Annual music competition

TNL Onstage is an annual music talent competition based in Colombo, Sri Lanka, organised by the TNL Radio Network. It is currently in its seventeenth season. The competition takes place over a four-month period, during which the participants (musicians and artists from all musical genres) undergo a training programme inclusive of workshops, training sessions and one-on-one work with established musicians.

TNL Onstage commenced in 1999. The inaugural winners of the competition was rock 'n' roll band, Independent Square.

In 2013 the competition won the 'Most Fashionable Contest' award at the Fashion Asia Awards held in China., a category assessing events from Malaysia, Taiwan, Cambodia, Thailand and China.

The 2014 finale of TNL Onstage took place on 13 September 2014 at the Viharamahadevi Amphitheater, with the winner of the soloist category, Nikhil, Constellation winning the best band category and DJ Hiranya winning the spin off category.

==The Competition==
Each year, musicians from around Sri Lanka submit recorded demos to TNL Radio Network. Station staff listen to the demos and make their first selections. Those chosen are called and given the opportunity to compete in the first round of Onstage. Judges evaluate musicians during each round on the basis of musicality.
At the end of Onstage, one winner is selected for each of the following categories:
Best Band, Best Soloist, and Best Musician. The winners are awarded cash prizes.

==Past winners==

Independent Square won the title for Best Band at the first TNL Onstage competition in 1999.

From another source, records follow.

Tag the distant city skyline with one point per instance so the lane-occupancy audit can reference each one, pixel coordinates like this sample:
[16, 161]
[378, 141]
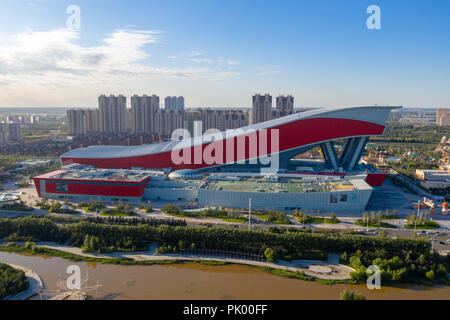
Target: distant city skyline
[220, 53]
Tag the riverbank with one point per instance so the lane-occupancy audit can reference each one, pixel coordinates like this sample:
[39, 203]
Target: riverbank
[201, 281]
[35, 281]
[330, 271]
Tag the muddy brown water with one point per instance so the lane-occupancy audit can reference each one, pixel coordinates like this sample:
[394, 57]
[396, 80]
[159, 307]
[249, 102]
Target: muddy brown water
[197, 281]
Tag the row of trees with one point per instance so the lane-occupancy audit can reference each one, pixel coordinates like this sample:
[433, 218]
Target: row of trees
[208, 238]
[408, 267]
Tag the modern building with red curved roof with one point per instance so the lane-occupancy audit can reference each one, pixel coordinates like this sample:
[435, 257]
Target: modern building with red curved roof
[268, 145]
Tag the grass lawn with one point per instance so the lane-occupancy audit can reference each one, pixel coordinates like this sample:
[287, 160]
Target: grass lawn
[240, 219]
[372, 225]
[312, 219]
[430, 225]
[265, 217]
[117, 213]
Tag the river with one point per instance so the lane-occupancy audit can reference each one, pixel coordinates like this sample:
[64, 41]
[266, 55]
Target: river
[197, 281]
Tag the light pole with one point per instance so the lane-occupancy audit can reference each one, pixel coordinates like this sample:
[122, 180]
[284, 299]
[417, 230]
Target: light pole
[249, 212]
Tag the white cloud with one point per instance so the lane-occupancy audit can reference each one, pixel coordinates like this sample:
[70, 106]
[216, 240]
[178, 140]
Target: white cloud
[218, 61]
[268, 70]
[53, 62]
[220, 76]
[53, 68]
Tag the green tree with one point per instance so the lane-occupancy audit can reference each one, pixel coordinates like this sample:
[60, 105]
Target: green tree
[269, 254]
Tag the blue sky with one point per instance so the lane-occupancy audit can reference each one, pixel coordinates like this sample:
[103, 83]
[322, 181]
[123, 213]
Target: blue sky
[220, 52]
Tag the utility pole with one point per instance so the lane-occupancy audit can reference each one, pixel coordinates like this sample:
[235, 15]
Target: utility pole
[249, 212]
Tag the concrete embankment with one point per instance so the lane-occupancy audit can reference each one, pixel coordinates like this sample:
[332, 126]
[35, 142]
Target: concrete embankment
[36, 284]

Soul Skinner won the title of Best Band at TNL Onstage 2004. The band subsequently released their debut EP titled 'River Flow' to a highly receptive audience, resulting in a sold out release. Their debut album 'Gateway to Eternity' was released in 2005 and featured original tracks including Illusions, War at mind, Angel Dust, Chaotic Symphony and the title track Gateway to Eternity.

Tantrum the Colombo-based heavy metal band, won Best Band at TNL Onstage 2005. In 2006, they released their first EP, The Destruction Begins.

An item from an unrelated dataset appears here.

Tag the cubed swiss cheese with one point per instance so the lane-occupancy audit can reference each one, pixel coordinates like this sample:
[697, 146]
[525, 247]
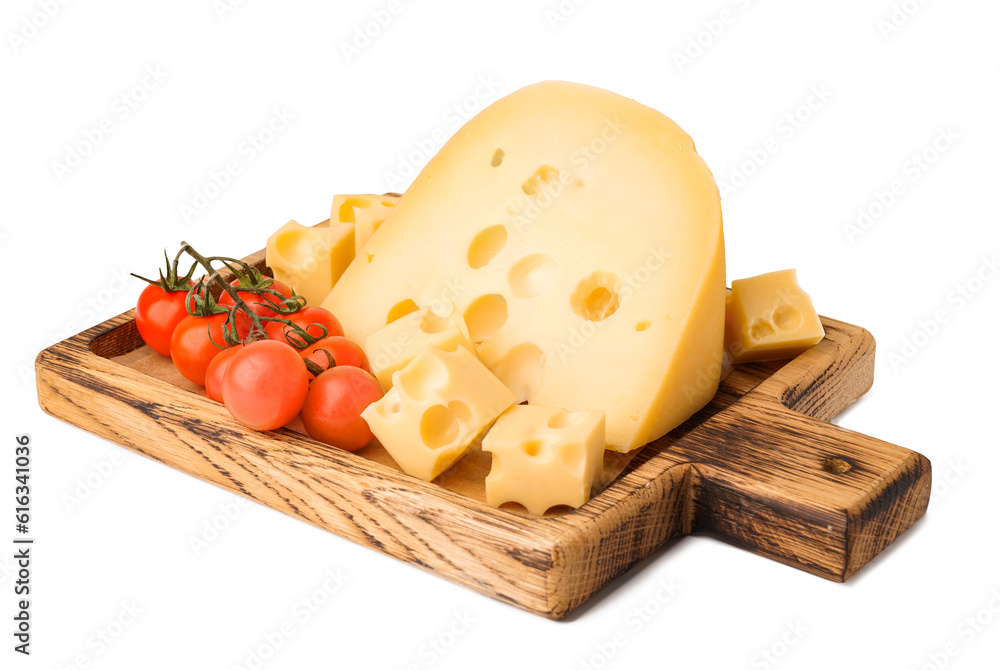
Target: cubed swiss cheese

Magic Box Mixup got their start in 2005, and went on to win the People's Choice Award at TNL Onstage in 2006. The band is currently one of the most popular English language bands in Sri Lanka.

The Rebels were named a runner-up at TNL Onstage 2008.

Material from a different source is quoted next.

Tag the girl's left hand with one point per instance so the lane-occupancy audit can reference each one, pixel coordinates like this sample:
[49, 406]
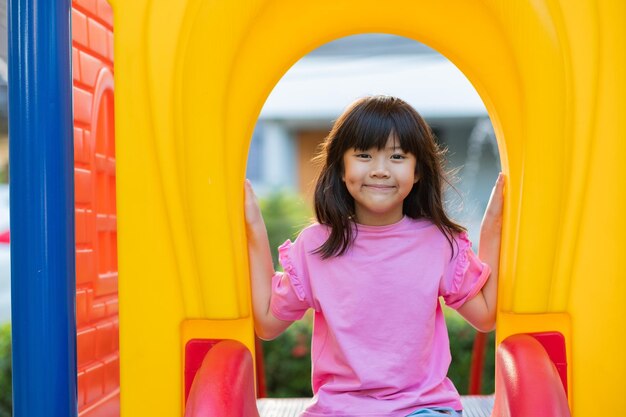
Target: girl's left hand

Road Kill won Best Band at TNL Onstage in 2011.

Magician's Toolbox won best band at TNL Onstage in 2012. The band also won for Best Original Song.

Audacity won the title of Best Band in 2013. They were the first female band to do so in the history of the competition.

Constellation won best band TNL Onstage in 2014. Constellation created history in winning all major awards that year, which were Best Musician, Best Original Song, Best Look and the most prestigious award of the night, Best Band. Constellation was the first band to achieve this feat.

==Legacy==
TNL Onstage has become a major staple of the music industry in Sri Lanka. Many professional musicians see Onstage as a perfect means of jumpstarting a local music career. In an article for the Sunday Times, keyboardist for the Rebels, Sandeep Milan John said of the experience, "We didn't win, but being placed runners-up has been enough to keep the gigs coming in."

===TNL Radio Network===
TNL first began broadcasting in 1993. The Network was the first in Asia to stream online, and now comprises three stations — TNL Radio, Lite FM, and Rhythm FM. TNL Radio includes a news department focusing on local coverage of the latest events in Sri Lankan politics and culture.